I’m a conservative and have been since I was a teenager. I will shed no tears for this man.
Wow, maybe I’ve been wrong this entire time…. Ben, I don’t think you actually care about us. I think you just want our money. I think you want us to hate each other.
That sentiment pairs nicely with a poll by Emerson College that went around last year, finding that 41 percent of college students deemed the killing “acceptable.” Or the one from the University of Chicago in which 7 in 10 Americans placed at least a “moderate” responsibility for Thompson’s death on the health care industry. The debate has made its way into the orbit of Joe Rogan, who, if you remember, may have helped tilt the election toward Trump. (His take was that private health care was a “dirty, dirty business.”) Meanwhile, Bill Burr, a notoriously unaligned stand-up comedian, has been far more assertive. He advocates for a “Free Luigi” every chance he gets.
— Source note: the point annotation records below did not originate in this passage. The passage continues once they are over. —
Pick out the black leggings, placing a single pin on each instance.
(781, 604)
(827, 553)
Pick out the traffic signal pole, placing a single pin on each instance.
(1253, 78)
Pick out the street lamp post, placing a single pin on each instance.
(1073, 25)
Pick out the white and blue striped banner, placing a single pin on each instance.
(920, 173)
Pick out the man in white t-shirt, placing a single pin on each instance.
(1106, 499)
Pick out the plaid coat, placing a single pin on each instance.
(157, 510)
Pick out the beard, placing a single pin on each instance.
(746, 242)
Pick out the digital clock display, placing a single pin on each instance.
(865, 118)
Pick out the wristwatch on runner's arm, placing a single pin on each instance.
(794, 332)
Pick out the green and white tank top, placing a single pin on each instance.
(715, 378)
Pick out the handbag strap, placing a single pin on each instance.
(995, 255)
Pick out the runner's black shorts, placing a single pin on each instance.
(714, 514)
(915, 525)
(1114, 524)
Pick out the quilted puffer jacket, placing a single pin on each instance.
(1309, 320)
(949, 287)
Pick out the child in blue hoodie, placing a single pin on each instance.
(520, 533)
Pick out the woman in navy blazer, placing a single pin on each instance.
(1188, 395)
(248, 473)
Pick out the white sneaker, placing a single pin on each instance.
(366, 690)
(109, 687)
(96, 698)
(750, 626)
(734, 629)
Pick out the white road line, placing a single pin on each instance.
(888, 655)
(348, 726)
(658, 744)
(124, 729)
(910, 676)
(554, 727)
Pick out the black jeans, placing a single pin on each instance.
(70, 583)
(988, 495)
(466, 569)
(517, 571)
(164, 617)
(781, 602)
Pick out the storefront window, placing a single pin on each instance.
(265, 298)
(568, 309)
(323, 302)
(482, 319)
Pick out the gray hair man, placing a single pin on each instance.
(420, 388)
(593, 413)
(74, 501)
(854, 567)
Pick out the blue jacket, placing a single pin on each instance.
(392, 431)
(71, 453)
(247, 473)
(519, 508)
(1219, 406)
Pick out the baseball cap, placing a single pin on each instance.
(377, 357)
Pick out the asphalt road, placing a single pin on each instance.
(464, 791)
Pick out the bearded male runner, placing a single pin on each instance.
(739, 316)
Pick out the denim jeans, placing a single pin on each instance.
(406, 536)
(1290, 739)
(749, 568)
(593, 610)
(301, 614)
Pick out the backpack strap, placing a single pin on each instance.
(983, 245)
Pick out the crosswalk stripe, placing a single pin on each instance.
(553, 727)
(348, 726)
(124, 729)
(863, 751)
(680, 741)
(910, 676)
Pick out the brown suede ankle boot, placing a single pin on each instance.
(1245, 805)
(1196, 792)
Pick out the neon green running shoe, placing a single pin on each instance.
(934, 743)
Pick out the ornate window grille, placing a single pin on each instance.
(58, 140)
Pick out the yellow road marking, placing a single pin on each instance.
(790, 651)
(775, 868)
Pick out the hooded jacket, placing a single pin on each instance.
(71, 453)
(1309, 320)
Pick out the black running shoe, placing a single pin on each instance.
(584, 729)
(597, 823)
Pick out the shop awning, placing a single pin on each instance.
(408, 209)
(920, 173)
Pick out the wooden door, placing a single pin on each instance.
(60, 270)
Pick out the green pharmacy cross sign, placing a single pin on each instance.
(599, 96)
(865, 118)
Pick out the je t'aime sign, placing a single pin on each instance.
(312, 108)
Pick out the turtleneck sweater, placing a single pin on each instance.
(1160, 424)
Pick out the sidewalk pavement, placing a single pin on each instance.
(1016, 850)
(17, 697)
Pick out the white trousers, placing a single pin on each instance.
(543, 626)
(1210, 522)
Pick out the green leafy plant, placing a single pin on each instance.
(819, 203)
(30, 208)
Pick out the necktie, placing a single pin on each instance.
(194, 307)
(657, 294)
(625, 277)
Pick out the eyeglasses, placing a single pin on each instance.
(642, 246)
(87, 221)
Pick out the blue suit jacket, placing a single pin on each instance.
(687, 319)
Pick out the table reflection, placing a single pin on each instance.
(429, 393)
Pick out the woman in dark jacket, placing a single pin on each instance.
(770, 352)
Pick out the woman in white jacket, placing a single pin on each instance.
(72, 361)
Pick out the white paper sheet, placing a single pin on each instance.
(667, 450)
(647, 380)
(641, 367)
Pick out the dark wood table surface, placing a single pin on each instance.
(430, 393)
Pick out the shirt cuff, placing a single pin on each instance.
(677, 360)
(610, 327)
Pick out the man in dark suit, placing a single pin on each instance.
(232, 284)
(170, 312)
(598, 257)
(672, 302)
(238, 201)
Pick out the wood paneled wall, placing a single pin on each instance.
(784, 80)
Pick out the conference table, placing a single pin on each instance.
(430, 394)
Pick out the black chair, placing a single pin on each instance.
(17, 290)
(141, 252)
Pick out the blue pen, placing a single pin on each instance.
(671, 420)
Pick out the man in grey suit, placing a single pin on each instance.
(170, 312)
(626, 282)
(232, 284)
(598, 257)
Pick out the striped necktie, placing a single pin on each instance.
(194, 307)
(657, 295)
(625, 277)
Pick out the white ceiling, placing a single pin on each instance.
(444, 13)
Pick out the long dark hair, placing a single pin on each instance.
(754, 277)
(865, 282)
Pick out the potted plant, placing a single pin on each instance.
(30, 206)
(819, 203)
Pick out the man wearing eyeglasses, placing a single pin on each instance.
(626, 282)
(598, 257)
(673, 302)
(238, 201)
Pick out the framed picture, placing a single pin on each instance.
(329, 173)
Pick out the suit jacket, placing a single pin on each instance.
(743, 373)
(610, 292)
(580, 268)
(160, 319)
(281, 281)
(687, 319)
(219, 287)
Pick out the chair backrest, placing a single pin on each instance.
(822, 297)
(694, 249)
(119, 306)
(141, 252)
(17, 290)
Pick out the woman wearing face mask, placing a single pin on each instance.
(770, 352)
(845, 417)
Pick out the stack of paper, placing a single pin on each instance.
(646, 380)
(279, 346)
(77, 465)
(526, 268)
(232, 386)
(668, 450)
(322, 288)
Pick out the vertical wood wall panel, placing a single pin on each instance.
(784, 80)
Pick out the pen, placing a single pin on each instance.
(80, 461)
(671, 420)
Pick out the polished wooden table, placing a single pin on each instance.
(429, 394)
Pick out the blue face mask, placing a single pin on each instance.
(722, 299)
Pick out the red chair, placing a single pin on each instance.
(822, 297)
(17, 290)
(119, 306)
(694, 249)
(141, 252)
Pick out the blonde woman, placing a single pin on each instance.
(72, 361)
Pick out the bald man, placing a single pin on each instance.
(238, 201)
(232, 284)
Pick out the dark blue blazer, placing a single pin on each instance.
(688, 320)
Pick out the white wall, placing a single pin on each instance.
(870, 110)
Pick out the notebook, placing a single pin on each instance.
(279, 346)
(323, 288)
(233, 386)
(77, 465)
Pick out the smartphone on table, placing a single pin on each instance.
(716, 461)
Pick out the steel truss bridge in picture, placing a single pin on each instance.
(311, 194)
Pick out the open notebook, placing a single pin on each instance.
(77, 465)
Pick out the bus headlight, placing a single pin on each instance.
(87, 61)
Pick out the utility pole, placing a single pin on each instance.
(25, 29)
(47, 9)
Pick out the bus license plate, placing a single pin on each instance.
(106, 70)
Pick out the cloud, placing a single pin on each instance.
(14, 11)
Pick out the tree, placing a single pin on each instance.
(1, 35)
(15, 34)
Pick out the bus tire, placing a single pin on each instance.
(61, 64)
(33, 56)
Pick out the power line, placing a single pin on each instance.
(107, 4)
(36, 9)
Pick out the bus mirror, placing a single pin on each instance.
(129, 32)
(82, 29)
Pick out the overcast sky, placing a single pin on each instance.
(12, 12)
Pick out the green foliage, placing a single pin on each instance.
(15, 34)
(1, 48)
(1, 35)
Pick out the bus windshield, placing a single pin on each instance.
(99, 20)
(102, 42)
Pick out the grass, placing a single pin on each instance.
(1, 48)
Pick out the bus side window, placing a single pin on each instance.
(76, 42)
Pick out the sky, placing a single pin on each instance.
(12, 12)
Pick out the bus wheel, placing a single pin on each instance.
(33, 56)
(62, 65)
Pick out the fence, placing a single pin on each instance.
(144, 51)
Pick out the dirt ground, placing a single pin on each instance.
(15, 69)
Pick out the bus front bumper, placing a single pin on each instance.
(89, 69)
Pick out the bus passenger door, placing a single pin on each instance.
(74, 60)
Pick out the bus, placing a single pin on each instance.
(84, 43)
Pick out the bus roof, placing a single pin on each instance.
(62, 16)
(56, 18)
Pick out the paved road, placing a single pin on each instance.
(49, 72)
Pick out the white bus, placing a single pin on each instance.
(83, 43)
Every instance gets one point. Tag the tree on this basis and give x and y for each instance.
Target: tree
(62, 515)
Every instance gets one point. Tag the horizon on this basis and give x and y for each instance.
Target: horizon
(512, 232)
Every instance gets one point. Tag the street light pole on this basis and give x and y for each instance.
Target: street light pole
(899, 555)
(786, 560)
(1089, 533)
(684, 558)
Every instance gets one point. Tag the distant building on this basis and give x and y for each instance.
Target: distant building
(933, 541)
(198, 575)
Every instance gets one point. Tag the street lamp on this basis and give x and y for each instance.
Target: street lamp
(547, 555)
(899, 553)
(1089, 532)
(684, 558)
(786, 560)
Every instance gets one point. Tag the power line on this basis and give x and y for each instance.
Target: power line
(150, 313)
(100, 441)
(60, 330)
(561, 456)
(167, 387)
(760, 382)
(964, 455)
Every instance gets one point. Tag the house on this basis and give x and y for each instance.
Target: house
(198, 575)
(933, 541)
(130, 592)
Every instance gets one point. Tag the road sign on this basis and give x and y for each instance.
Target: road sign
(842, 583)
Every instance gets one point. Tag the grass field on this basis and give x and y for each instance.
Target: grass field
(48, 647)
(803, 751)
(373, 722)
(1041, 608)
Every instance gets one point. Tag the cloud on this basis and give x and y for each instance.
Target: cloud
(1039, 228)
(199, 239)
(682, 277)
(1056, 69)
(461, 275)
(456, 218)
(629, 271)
Again, none of this should be shocking. The country is locked into a spiraling, seemingly irreversible decline, and regardless of who you voted for, liberals and conservatives alike are vulnerable to the elemental dissatisfaction such a status quo can inspire. People are angry! That is the No. 1 reason Trump is in the White House, and why it’s so curious that he’s unable to read the room—especially when previously, it was his only political talent.
That is not to say it would have been particularly shrewd for the president to have wandered into the Rose Garden and started babbling about what a “very fine person” Luigi Mangione is. (Can you even imagine? I can!) But the administration is determined to make Mangione’s potential capital punishment a nakedly political issue, in a way that appears to deliberately run contrary to the collective angst of his coalition. This has become a pattern. You can sense the same dissonance in the way this administration has propagandized its tariffs, which thus far have been messaged with the idea that patriotic citizens will happily swallow the economic turbulence ahead in order to savor the pride of domestic production. (Never mind, of course, that the single most salient issue in the 2024 election cycle was the skyrocketing cost of groceries, housing, and yes, health care.) The people of this country want to live with dignity, and more importantly, they want those responsible for their suffering to pay. But thus far, the primary target of Trump’s wrath appears to be Americans themselves.
The root of this contradiction might be pretty straightforward. Trump is extremely wealthy, as are his benefactors. In the huddles at Mar-a-Lago, perhaps the only proposal on the table is to rain hell on Mangione. It might work in the short term, but the animosity remains. Someday soon, Americans are going to need a good reason to stop feeling so angry. If Trump doesn’t give them one, who knows who they’ll be sympathizing with next.